Mitt Romney claims he intends to pay for his across-the-board 20 percent tax cut by eliminating special deductions and loopholes, but according to a study conducted by the Joint Committee on Taxation, eliminating all itemized deductions would only pay for a 4 percent tax cut.
Repealing all itemized deductions in the U.S. tax code would pay for only a 4 percent cut in income tax rates, according to an estimate from the nonpartisan scorekeeper for Congress that casts doubt on Republicans’ ability to finance lower income-tax rates with base broadening.
The analysis by the Joint Committee on Taxation shows the arithmetical difficulty of an approach that assumes long-favored tax breaks such as deductions for mortgage interest and charitable contributions could be repealed instantly and completely. Republican presidential nominee Mitt Romney proposes a 20 percent income-tax cut and says he would pay for it by limiting tax deductions, credits and exemptions.
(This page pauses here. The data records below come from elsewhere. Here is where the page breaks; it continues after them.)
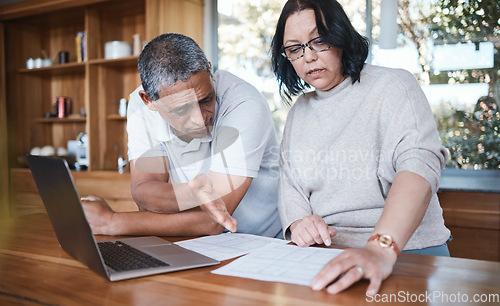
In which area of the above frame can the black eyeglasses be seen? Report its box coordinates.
[281,36,331,61]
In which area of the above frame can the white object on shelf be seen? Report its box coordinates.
[118,98,127,117]
[104,40,132,59]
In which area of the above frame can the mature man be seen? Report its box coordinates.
[83,33,281,237]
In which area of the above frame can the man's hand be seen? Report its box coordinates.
[290,215,337,247]
[188,174,237,233]
[81,194,115,235]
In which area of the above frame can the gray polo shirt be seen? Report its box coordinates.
[127,70,281,237]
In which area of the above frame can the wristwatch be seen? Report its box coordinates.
[368,234,401,256]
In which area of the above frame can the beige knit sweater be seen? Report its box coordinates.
[278,64,450,249]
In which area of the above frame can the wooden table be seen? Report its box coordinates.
[0,214,500,306]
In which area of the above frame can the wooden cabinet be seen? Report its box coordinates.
[0,0,203,215]
[438,191,500,262]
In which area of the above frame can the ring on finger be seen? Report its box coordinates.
[354,266,365,277]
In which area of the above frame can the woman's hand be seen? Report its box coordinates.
[81,194,115,235]
[290,215,337,247]
[311,241,397,296]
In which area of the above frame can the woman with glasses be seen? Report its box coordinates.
[272,0,450,295]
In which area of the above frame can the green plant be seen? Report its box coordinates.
[438,97,500,169]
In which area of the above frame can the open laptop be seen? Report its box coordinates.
[26,155,219,281]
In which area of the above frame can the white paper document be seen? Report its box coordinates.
[212,244,343,286]
[175,233,290,261]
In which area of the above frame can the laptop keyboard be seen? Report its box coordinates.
[98,241,169,271]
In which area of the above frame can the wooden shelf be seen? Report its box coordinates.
[0,0,204,217]
[88,55,139,66]
[33,116,87,123]
[19,62,85,74]
[106,114,127,121]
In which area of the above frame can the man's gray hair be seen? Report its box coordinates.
[138,33,212,101]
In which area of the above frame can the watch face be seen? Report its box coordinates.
[378,234,392,248]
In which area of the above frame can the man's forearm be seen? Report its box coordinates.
[111,208,224,236]
[132,181,185,213]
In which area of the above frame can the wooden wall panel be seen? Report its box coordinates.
[11,169,137,216]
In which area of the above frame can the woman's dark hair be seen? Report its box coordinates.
[271,0,368,102]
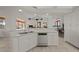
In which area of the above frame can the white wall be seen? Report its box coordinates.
[64,8,79,48]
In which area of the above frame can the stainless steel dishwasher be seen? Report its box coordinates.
[38,33,48,47]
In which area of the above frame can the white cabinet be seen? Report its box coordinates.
[48,32,58,45]
[11,33,37,52]
[38,33,48,46]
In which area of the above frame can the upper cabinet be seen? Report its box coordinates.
[0,16,6,29]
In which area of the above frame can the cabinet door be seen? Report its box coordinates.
[48,33,58,45]
[28,33,37,49]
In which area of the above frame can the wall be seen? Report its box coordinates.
[64,8,79,48]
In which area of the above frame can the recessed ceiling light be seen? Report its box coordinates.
[46,13,48,16]
[18,9,22,12]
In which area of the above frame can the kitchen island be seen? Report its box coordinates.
[11,29,58,52]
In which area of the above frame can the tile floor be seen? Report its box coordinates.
[29,37,79,52]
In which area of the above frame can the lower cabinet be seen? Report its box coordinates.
[11,33,37,52]
[18,33,37,52]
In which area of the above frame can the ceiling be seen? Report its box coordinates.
[0,6,76,15]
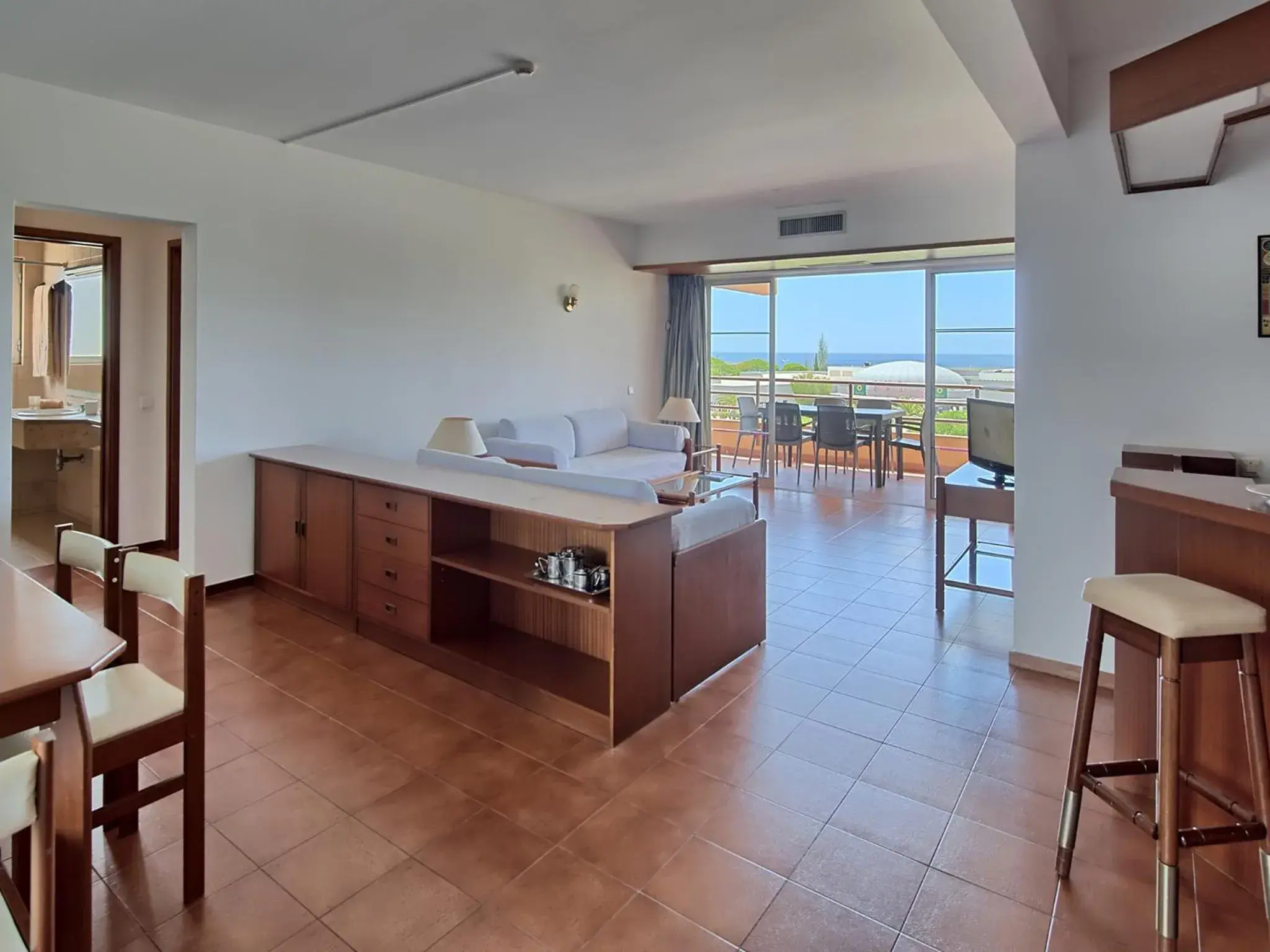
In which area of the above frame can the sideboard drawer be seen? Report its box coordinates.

If you take Romney at his word, in theory this wouldn't even cover 4 percent of his tax cut. Why? Because Romney himself has said on the campaign trail, and during the first presidential debate, that he would not end deductions for mortgages.
The Joint Committee's findings state that further broadening of the tax base to pay for more than 4 percent of Romney's $5 trillion tax cut would have to include employer-sponsored health insurance, the earned income tax credit, and the child tax credit.
In other words, you would necessarily have to raise taxes on working families to pay for even a portion of it.
This study from the Joint Committee on Taxation confirms the Obama campaign's charge that Romney would raise taxes on the middle class to pay for his give-away to the wealthy. The only other alternative would be to forgo paying for it and explode the deficit, which is what Republican administrations have ordinarily done in the past.
It should not be forgotten that George W. Bush's tax cuts were never paid for either, and that was only a 3 percent tax cut. Bush's 3 percent tax cut is the largest driver of our current budget deficit. Mitt Romney is proposing a 20 percent tax cut.
A 20 percent, across-the-board tax cut would obliterate the treasury.